Structure of the human systemic RNAi defective transmembrane protein 1 (hSIDT1) reveals the conformational flexibility of its lipid binding domain.

In C. elegans , the inter-cellular transport of the small non-coding RNA that causes systemic RNA interference (RNAi) is mediated by the transmembrane protein SID1, encoded by the sid1 gene in the systemic RNA interference-defective ( sid ) loci. SID1 shares remarkable structural and sequence similarity with cholesterol uptake protein 1 (CHUP1), and they are classified together as members of the cholesterol uptake family (ChUP).

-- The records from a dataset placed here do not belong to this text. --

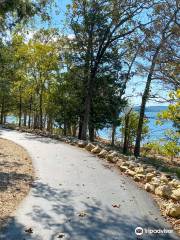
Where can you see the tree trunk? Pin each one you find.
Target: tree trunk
(65, 128)
(142, 109)
(2, 109)
(30, 112)
(80, 127)
(125, 145)
(25, 119)
(113, 134)
(41, 111)
(20, 109)
(91, 132)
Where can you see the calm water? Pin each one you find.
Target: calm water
(155, 131)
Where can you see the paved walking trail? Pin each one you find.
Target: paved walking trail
(73, 195)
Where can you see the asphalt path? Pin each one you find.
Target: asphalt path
(77, 196)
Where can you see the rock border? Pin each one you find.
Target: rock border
(165, 188)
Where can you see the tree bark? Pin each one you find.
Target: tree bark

Although systemic RNAi is not an evolutionarily conserved process, the sid gene products are found across the animal kingdom, suggesting a potential for the existence of other novel gene regulatory mechanisms mediated by small non-coding RNAs. Human homologs of sid gene products - hSIDT1 and hSIDT2 - are believed to mediate contact-dependent lipophilic small non-coding dsRNA transport. Here, we report the structure of recombinant full-length human SIDT1. We find that the extra-cytosolic domain (ECD) of hSIDT1 adopts a double jelly roll fold, and the transmembrane domain (TMD) exists as two modules - a flexible lipid binding domain (LBD) and a rigid TMD core. Our structural analyses provide insights into the potential role of the lipid binding domain in the function of hSIDT1 and other cholesterol uptake (ChUP) family members.